If I remember correctly, the new platform only allows the changes you can see when you go to My Profile. Your Community Profile contains 4 categories which are viewable by anyone. Account Details just pertains to some personal information which is not viewable to others using the forum...probably just Admins, and maybe Mod Staff.

Anyway, I don't think you can make any change to that yourself. Maybe if a Moderator isn't too busy, you may be able to request that it be deleted from your profile?

Just a thought...lots of changes here, so take your time to get back in the swing of things...we're all having to learn the ins and outs, it just take a little patience.

You may want to check out the forum related issues threads...lots of discussion over the new forum platform, and current issues which are being looked into, in case you experience any problems which this can walk you through.

Hang in there!

Eric


----------



## richoso1 (May 31, 2010)

remarkosmoc said:


> Hello,
> 
> I've been off the forum for a few weeks and things sure are different!
> 
> I'm not sure what the name of the field is, but i used to use the custom text you could put under your name as an hourmeter for my chargriller.  I need to update it and can't find it anywhere.  The field I am talking about has the value 131 currently.  If anyone can point me in the right direction I'd appreciate it.


I edited the user title field, it is now blank. I hope that helps.


----------



## jaxgatorz (Jun 1, 2010)

Hey tim, from what i understand u must be a member to be able to change that line( user title)..


----------



## timtimmay (Jun 1, 2010)

Thanks for the removal rich.  I'll have to just track hours elsewhere.  Any upgrade will cause a loss in functionality somewhere along the line, I know the routine.

Have a good one,

Tim


----------



## richoso1 (Jun 1, 2010)

remarkosmoc said:


> Thanks for the removal rich.  I'll have to just track hours elsewhere.  Any upgrade will cause a loss in functionality somewhere along the line, I know the routine.
> 
> Have a good one,
> 
> Tim


Tim, It's my understanstanding that the User Title field in your community profile can only be edited by yourself if you are a Premier member.
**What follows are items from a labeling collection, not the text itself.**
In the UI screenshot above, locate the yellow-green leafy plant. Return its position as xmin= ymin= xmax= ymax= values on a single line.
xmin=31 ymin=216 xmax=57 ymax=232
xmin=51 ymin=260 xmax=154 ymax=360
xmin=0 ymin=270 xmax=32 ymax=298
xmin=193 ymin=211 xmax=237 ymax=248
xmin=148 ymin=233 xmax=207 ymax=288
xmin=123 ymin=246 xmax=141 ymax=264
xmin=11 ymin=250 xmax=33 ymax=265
It's one of the perks of being a Premier member. Maybe something to ponder...

Thanks

Rich. .


----------



## mballi3011 (Jun 1, 2010)

Yea what Rich said. You have to be a premier member to change anything under your name.


----------



## timtimmay (Jun 1, 2010)

With the huge increase in ad content on the new site, I'm thinking I'll probably not be tossing $ at it.


----------